The lattice Boltzmann method (LBM) is a widely used computational fluid dynamics method for flow problems with complex geometries and various boundary conditions. Large-scale LBM simulations with increasing resolution and extending temporal range require massive high-performance computing (HPC) resources, thus motivating us to port it onto modern many-core heterogeneous supercomputers like Tianhe-2. Although many-core accelerators such as graphics processing unit and Intel MIC have a dramatic advantage of floating-point performance and power efficiency over CPUs, they also pose a tough challenge to parallelize and optimize computational fluid dynamics codes on large-scale heterogeneous system.In this paper, we parallelize and optimize the open source 3D multi-phase LBM code openlbmflow on the Intel Xeon Phi (MIC) accelerated Tianhe-2 supercomputer using a hybrid and heterogeneous MPI+OpenMP+Offload+single instruction, mulitple data (SIMD) programming model.
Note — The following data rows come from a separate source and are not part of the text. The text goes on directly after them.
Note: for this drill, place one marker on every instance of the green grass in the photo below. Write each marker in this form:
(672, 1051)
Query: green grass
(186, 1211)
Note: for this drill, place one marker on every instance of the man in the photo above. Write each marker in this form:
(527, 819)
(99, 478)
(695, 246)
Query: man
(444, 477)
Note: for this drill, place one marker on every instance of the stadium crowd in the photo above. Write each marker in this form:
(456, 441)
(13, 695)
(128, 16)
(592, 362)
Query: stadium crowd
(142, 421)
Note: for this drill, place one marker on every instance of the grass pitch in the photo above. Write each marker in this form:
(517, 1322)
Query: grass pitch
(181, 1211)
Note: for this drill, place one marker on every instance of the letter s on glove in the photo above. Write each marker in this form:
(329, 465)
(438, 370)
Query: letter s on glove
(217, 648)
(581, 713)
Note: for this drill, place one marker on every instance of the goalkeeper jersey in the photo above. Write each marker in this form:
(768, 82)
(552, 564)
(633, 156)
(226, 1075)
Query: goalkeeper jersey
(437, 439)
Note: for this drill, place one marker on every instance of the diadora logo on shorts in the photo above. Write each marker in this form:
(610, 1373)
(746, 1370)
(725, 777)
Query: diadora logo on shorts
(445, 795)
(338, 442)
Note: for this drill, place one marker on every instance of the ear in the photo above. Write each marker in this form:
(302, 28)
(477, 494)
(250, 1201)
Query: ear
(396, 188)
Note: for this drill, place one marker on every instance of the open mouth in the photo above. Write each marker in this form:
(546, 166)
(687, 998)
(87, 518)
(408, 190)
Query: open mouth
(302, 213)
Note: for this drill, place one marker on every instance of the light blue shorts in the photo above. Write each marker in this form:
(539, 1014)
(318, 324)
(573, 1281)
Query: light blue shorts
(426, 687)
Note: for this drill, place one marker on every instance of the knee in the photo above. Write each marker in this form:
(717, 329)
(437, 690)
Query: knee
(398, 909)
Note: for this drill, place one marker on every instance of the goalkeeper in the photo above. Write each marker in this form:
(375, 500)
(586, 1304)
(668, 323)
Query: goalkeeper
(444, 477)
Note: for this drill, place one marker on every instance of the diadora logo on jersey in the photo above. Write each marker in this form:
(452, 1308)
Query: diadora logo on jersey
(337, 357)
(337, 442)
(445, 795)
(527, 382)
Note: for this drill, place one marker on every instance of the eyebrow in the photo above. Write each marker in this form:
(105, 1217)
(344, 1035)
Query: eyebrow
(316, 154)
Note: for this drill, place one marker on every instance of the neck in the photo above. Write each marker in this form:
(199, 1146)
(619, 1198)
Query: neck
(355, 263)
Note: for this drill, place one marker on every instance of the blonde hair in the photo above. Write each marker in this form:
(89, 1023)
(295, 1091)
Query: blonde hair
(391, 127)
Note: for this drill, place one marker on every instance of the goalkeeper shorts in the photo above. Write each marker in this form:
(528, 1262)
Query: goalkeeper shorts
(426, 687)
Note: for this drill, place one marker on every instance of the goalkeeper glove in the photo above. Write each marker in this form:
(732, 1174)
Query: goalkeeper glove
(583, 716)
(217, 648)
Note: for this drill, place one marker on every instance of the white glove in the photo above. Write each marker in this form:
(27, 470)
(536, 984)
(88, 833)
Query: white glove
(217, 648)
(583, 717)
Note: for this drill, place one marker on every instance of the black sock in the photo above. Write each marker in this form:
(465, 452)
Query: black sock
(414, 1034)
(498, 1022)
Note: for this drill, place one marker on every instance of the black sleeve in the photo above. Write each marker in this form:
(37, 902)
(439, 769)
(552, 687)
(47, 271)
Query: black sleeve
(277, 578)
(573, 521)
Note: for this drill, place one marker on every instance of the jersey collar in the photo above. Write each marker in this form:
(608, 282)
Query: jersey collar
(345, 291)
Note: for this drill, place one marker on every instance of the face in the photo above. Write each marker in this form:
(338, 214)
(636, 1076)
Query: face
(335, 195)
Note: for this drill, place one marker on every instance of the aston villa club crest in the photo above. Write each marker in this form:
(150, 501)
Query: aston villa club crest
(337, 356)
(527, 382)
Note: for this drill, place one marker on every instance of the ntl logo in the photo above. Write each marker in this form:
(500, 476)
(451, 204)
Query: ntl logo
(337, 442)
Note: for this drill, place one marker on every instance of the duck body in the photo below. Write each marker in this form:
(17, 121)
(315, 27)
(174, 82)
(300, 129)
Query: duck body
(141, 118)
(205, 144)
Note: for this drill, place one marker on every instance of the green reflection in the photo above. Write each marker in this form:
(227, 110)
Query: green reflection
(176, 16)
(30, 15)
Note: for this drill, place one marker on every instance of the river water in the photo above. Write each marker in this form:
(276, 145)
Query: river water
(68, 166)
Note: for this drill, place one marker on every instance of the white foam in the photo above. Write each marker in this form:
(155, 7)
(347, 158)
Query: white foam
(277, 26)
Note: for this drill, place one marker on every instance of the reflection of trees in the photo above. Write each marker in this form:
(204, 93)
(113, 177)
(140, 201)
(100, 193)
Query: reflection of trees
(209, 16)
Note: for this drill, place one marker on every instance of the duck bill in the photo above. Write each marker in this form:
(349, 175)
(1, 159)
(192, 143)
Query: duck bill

With cache blocking and SIMD-friendly data structure transformation, we dramatically improve the SIMD and cache efficiency for the single-thread performance on both CPU and Phi, achieving a speedup of 7.9X and 8.8X, respectively, compared with the baseline code. To collaborate CPUs and Phi processors efficiently, we propose a load-balance scheme to distribute workloads among intra-node two CPUs and three Phi processors and use an asynchronous model to overlap the collaborative computation and communication as far as possible. The collaborative approach with two CPUs and three Phi processors improves the performance by around 3.2X compared with the CPU-only approach. Scalability tests show that openlbmflow can achieve a parallel efficiency of about 60% on 2048 nodes, with about 400K cores in total. To the best of our knowledge, this is the largest scale CPU-MIC collaborative LBM simulation for 3D multi-phase flow problems. Copyright © 2015 John Wiley & Sons, Ltd.
机译:格子玻尔兹曼方法(LBM)是一种广泛使用的计算流体动力学方法,用于解决具有复杂几何形状和各种边界条件的流动问题。分辨率提高,时间范围扩大的大规模LBM仿真需要大量的高性能计算(HPC)资源,因此促使我们将其移植到现代多核异构超级计算机(如Tianhe-2)上。尽管图形处理器和Intel MIC之类的多核加速器在浮点性能和电源效率方面都比CPU具有显着优势,但它们在并行化和优化大规模异构系统上的计算流体动力学代码方面也面临着艰巨的挑战。本文我们使用混合和异构MPI + OpenMP + Offload +单指令,多数据(SIMD)编程在Intel Xeon Phi(MIC)加速的Tianhe-2超级计算机上并行化和优化了开源3D多相LBM代码openlbmflow模型。通过缓存阻止和SIMD友好的数据结构转换,我们显着提高了CPU和Phi上单线程性能的SIMD和缓存效率,与基准代码相比,分别提高了7.9倍和8.8倍。为了有效地协作CPU和Phi处理器,我们提出了一种负载均衡方案,以在节点内的两个CPU和三个Phi处理器之间分配工作负载,并使用异步模型来尽可能多地重叠协作计算和通信。与仅使用CPU的方法相比,具有两个CPU和三个Phi处理器的协作方法将性能提高了约3.2倍。可伸缩性测试表明,openlbmflow在2048个节点上可实现约60%的并行效率,总共有约40万个内核。据我们所知,这是针对3D多相流问题的最大规模的CPU-MIC协作LBM仿真。版权所有©2015 John Wiley&Sons,Ltd.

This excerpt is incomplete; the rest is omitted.